Billionaires and government agencies say that the Bitcoin bubble will eventually burst

Photo (c) pinglabel - Getty Images
The world’s financial institutions are sounding the alarm on Bitcoin as one trading site revealed that hackers stole more than $70 million worth of the cryptocurrency. Despite the hack and institutional warnings, Bitcoin’s value is continuing to soar, reaching $17,000 on Thursday.

Bitcoin is purchased and traded through third-party sites that come with their own potential security issues. On Thursday, trading site NiceHash revealed a “security breach” that resulted in hackers stealing 4,700 bitcoins, or nearly $75 million worth of the currency.

“While the full scope of what happened is not yet known, we recommend, as a precaution, that you change your online passwords,” NiceHash wrote on its website. It’s unclear what security measures NiceHash took to protect consumers before the hack; the firm has not yet returned inquiries from ConsumerAffairs.

Lacking proper regulation

Regulators in China and India have both issued strong statements against Bitcoin. “One day you’ll see bitcoin’s dead body float away in front of you,” the People’s Bank of China warned on Sunday.

Financial institutions in the U.S. have been more hesitant in their language but are still voicing their own concerns.

The Futures Industry Association, the lobbying group that represents Wall Street and other international financial institutions, wrote a letter to federal regulators on Thursday saying that the process of trading Bitcoin assets has lacked transparency and proper regulation.

“While we are firm supporters of innovation and competition in markets, we nevertheless believe that such developments have brought to light concerns with the process in which these novel products have come to market,” the association wrote in an open letter to the Commodity Futures Trading Commission.

The “people’s currency"

It’s hardly the first warning from Wall Street.
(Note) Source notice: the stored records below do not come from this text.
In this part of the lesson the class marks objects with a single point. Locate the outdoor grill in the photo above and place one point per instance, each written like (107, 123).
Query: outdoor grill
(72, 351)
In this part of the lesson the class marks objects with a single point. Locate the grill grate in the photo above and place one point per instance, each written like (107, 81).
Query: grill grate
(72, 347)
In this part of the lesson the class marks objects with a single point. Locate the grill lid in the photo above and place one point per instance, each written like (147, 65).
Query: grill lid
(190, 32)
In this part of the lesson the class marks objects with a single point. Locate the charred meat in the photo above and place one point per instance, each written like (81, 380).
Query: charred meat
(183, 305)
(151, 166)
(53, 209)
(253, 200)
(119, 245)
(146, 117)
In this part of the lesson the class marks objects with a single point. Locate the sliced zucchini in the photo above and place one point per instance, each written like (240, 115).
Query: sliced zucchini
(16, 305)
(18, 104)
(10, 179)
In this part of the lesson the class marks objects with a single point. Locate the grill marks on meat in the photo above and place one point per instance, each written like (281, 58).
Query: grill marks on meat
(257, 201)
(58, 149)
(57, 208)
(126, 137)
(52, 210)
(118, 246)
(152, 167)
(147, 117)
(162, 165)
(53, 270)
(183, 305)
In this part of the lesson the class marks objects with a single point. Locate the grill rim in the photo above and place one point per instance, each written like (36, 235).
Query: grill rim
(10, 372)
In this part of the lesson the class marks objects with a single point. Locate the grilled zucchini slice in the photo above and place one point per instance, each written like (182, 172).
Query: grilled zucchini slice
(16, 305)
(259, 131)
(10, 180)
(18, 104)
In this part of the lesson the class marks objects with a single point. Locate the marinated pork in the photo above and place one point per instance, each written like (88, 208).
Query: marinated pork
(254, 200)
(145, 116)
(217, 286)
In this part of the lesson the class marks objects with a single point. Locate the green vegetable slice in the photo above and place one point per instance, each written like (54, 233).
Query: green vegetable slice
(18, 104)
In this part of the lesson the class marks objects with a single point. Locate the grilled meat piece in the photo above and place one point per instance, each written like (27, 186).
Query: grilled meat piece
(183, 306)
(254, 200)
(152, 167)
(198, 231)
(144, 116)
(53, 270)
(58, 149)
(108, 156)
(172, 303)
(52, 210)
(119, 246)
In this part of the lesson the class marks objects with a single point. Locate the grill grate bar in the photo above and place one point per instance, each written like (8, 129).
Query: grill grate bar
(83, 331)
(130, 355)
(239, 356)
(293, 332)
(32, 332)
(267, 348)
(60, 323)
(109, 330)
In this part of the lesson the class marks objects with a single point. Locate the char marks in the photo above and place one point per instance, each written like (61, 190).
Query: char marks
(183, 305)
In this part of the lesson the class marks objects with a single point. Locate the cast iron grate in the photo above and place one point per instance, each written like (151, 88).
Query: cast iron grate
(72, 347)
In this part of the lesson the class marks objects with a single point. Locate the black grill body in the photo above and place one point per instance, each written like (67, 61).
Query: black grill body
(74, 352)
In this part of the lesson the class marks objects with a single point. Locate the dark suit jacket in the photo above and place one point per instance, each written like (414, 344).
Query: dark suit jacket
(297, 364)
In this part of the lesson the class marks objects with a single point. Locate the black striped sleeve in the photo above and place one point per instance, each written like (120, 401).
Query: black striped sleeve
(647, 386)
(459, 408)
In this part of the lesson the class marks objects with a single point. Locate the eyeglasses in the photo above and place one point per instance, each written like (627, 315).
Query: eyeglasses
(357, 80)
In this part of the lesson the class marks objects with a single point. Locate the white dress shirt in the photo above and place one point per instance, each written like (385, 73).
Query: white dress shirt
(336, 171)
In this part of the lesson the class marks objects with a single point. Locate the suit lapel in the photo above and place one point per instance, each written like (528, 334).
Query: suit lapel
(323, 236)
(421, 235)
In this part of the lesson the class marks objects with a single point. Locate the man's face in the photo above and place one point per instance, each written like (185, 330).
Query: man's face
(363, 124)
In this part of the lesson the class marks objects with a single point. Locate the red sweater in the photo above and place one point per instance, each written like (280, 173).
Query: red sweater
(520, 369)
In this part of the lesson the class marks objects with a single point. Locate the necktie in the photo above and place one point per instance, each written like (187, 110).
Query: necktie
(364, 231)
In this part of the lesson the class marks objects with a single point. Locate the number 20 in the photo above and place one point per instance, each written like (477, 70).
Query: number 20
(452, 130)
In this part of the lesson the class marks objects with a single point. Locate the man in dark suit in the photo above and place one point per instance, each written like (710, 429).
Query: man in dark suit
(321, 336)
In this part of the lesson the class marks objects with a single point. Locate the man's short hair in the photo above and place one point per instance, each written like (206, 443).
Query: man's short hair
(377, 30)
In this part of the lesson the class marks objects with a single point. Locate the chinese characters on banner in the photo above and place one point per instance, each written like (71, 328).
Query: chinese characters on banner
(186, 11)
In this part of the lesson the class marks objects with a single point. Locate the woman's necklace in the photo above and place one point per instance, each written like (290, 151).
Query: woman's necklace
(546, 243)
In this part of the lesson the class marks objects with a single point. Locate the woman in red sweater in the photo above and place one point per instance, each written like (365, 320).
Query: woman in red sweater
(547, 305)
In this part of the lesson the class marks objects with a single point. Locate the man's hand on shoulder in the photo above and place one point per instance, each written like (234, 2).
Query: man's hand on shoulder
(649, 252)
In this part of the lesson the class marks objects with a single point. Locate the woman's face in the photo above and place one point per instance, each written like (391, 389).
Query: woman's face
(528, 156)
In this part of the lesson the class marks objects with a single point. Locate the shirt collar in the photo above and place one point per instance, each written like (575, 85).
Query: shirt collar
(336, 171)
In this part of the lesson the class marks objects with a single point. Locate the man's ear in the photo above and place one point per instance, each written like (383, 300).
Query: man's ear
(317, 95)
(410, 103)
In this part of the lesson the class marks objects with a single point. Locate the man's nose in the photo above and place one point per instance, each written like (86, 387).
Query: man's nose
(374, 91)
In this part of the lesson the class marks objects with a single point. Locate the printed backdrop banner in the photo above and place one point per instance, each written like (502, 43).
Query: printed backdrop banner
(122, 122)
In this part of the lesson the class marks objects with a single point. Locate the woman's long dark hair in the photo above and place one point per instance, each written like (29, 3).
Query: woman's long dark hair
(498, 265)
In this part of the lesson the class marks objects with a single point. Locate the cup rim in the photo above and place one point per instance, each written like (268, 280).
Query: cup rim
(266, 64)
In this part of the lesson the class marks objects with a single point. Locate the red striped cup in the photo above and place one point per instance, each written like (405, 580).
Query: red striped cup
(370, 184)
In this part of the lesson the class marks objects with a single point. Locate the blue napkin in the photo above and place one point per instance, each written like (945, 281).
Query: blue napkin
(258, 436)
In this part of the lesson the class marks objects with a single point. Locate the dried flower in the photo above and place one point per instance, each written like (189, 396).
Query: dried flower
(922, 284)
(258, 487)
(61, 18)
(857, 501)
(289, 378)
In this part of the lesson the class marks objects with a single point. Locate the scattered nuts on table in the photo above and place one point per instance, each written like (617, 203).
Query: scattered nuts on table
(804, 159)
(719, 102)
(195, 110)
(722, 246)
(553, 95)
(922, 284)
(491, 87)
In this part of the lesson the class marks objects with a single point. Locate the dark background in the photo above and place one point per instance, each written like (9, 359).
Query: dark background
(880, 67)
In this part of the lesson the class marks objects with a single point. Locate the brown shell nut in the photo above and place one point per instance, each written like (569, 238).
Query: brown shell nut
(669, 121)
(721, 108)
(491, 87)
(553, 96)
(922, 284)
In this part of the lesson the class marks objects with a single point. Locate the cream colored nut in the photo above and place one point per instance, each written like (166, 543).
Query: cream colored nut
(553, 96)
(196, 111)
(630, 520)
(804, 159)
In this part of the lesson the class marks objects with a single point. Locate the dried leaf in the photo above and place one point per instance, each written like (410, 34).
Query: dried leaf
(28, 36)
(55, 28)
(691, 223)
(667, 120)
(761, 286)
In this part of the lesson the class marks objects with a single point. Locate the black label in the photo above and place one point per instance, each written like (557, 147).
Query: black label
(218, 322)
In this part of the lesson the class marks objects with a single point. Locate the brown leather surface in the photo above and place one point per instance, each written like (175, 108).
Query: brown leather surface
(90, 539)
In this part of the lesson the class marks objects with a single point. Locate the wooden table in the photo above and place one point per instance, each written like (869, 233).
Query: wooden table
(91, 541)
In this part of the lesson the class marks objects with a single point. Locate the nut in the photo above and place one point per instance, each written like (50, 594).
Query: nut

JPMorgan Chase CEO Jamie Dimon famously described Bitcoin as “not a real thing” and “a fraud,” criticisms echoed by other Wall Street billionaires in recent years.

Boosters of the cryptocurrency have countered that banks who sound the alarm on Bitcoin are acting only in self-interest. Bitcoin supporters characterize the banking industry’s concerns as an effort of the establishment to suppress a more democratic currency system.

“Bitcoin, the ‘people’s currency,’ has the potential to become a new currency, free of the control of big governments and big banks,” wrote economics professor and Forbes columnist Panos Mourdoukoutas earlier this year.